É impressionante como os profissionais que se motivam com a multifuncionalidade — e a motivação é praticamente compulsória — acabam por se preocupar muito mais com o conjunto da obra. Sim, porque eles passam a entender uma das leis soberanas do jornalismo: se a matéria é confusa, o título se torna um tormento e a legenda um desafio. 

 MUNDO EM TRANSFORMAÇÃO  

Não conseguimos enxergar uma redação que não tenha vocação a multiplicar funções. Estamos reproduzindo no campo editorial uma realidade prática do mundo da indústria de transformação.  

Mais e mais os chãos de fábrica patrocinam cases de engenhosidade funcional.

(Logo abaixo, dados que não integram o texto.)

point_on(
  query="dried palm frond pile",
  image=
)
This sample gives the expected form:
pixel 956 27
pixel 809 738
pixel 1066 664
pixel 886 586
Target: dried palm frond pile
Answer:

Os núcleos de produção estão sendo ocupados cada vez mais por profissionais doutrinados a exercerem funções correlatas múltiplas. Vivemos tempos ultramodernos em que o conhecimento teórico aliado à funcionalidade prática faz a diferença. 

Estabelecer limites fossilizados aos profissionais de comunicação é o caminho mais curto ao desperdício. Quando se descobre capaz de pautar, redigir, corrigir, titular e legendar, não há jornalista que não estufe o peito da autoestima.  

Que prazer tem um profissional, se de autocrítica dispor, em simplesmente executar uma dessas tarefas?  

 SINERGIA GERAL  

O mais interessante é que multitarefas se revestem de tanta sinergia individual e coletiva que acabam por agilizar o amadurecimento dos profissionais. Queimam-se etapas.  

Profissionais mais antigos e que não passaram pela experiência simplesmente acusam as dores do despreparo. Há profusão de casos de bons redatores péssimos titulistas, bons pauteiros péssimos redatores, bons editores e péssimos pauteiros.